En un gesto calculado, el régimen iraní difundió ayer imágenes de sus fuerzas de seguridad patrullando las aguas del estrecho de Ormuz, el paso por el que circula el 40% del petróleo mundial. Poco antes había amenazado con bloquearlo si la Unión Europea impone un embargo a sus ventas de crudo.
Viena - En el mercado mundial de crudo persisten las dudas de que Teherán vaya a cumplir sus amenazas de cerrar el crucial paso de Ormuz, pero las crecientes tensiones en la región por el polémico programa nuclear de Irán amenazan con mantener altos los precios del petróleo.

Analistas consultados ayer consideran poco probable que Irán cumpla la amenaza expresada el martes de que bloqueará los barcos de crudo en el estrecho de Ormuz si sus exportaciones petroleras son embargadas.

Los precios del petróleo reaccionaron el martes al alza frente a dicha amenaza, aunque ayer se moderaron.

«No parece que Irán esté en condiciones de detener por completo el paso del crudo por el estrecho de Ormuz si debe enfrentar a las fuerzas navales de Estados Unidos en el Golfo Pérsico», estimó Ehsan Ul-Haq, de la consultora británica KBC.

Pero sí sería serio el «problema geopolítico» y una confrontación armada en esas aguas podría encarecer el crudo «en un monto de entre 10 y 20 dólares por barril, ya que afectaría a un 33% del total del petróleo que se comercia por vía marítima en el mundo», añadió.

De acuerdo con las cifras del Departamento de Energía de EE.UU., entre 15,5 y 17 millones de barriles de petróleo pasan cada día por ese estrecho, además del GNL (Gas Natural Licuado) de Catar y otros productores, todo ello transportado en una media de trece buques diarios.

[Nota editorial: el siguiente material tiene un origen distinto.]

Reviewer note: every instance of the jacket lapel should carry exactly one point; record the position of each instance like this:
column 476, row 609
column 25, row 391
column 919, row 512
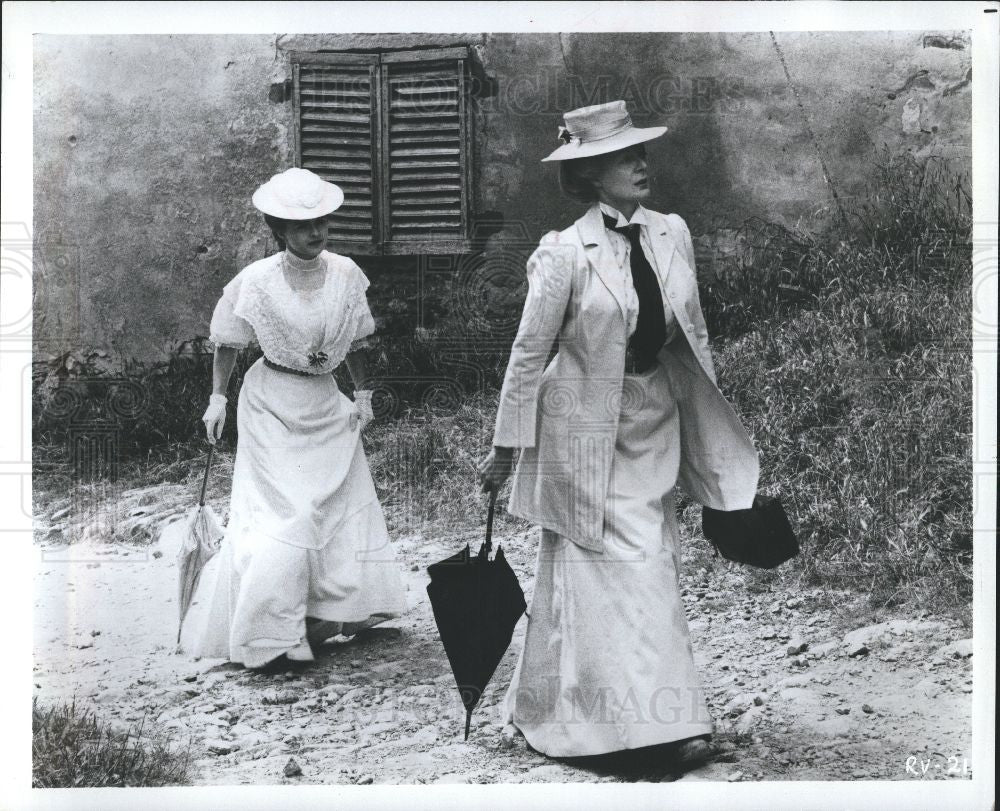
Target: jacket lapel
column 599, row 254
column 666, row 254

Un 75% de esas exportaciones va al mercado asiático, principalmente a China, Japón, India y Corea del Sur.

Teherán no sólo se vería enfrentado a los países exportadores como Arabia Saudita, Emiratos Árabes Unidos, Catar, Kuwait, Omán, Yemen y Bahréin, sino también a sus cruciales socios asiáticos. Además, también sus propios fletes marítimos quedarían bloqueados.

Fletes

Y en estos momentos, el Gobierno iraní «necesita urgentemente cada dólar para su política populista», destacó la analista austríaca Karin Kneissl.

Recordó que la amenaza expresada por el vicepresidente iraní, Mohamed Reza Rahimi, tiene una vieja tradición «de pose imperialista» en el país persa, con raíces anteriores a la revolución de 1979.

Según la agencia oficial iraní IRNA, Reza Rahimi advirtió de que «si sancionan el petróleo de Irán, no pasará ni una gota a través del estrecho de Ormuz».

«No veo la situación tan dramática. Todos los Gobiernos iraníes han jugado siempre esa carta geopolítica, con la que pueden hacer presión e influir sobre los precios del crudo, aunque sólo sea a corto plazo», señaló.

Tampoco para Johannes Benigni, de la asesora vienesa JBC, hay un riesgo inminente, si bien el experto da por seguro que la Unión Europea (UE) decidirá imponer a Irán un embargo petrolero.

«Por el momento, aún no es tan seria» la situación, señaló Benigni.

Eso sí, alertó de que, en caso de una confrontación, sólo una pequeña parte de los suministros que pasan por Ormuz podría ser desviada a través de oleoductos.

«Unos 10 millones de barriles diarios dejarían de llegar a los mercados, lo que tendría un impacto significativo sobre los precios» del crudo, afectados ya por una prima de riesgo debido a los problemas de producción en Libia, Siria, Yemen e Irak.

Nerviosos

«Los mercados están nerviosos», sentenció el analista.

Los jefes de Estado y de Gobierno de la UE decidieron el pasado día 9 que impondrán nuevas sanciones a Irán por las supuestas implicaciones militares de su programa nuclear, algo que deberán decidir a fines de enero. Francia ha reclamado que se incluya un embargo europeo a las importaciones de crudo iraní.

En su último informe, la Agencia Internacional de Energía Atómica (AIEA, organismo de la ONU) acusó a Irán de haber trabajado en la tecnología necesaria para fabricar armas nucleares, algo que Teherán ha negado hasta ahora, alegando que su programa atómico sólo persigue fines civiles.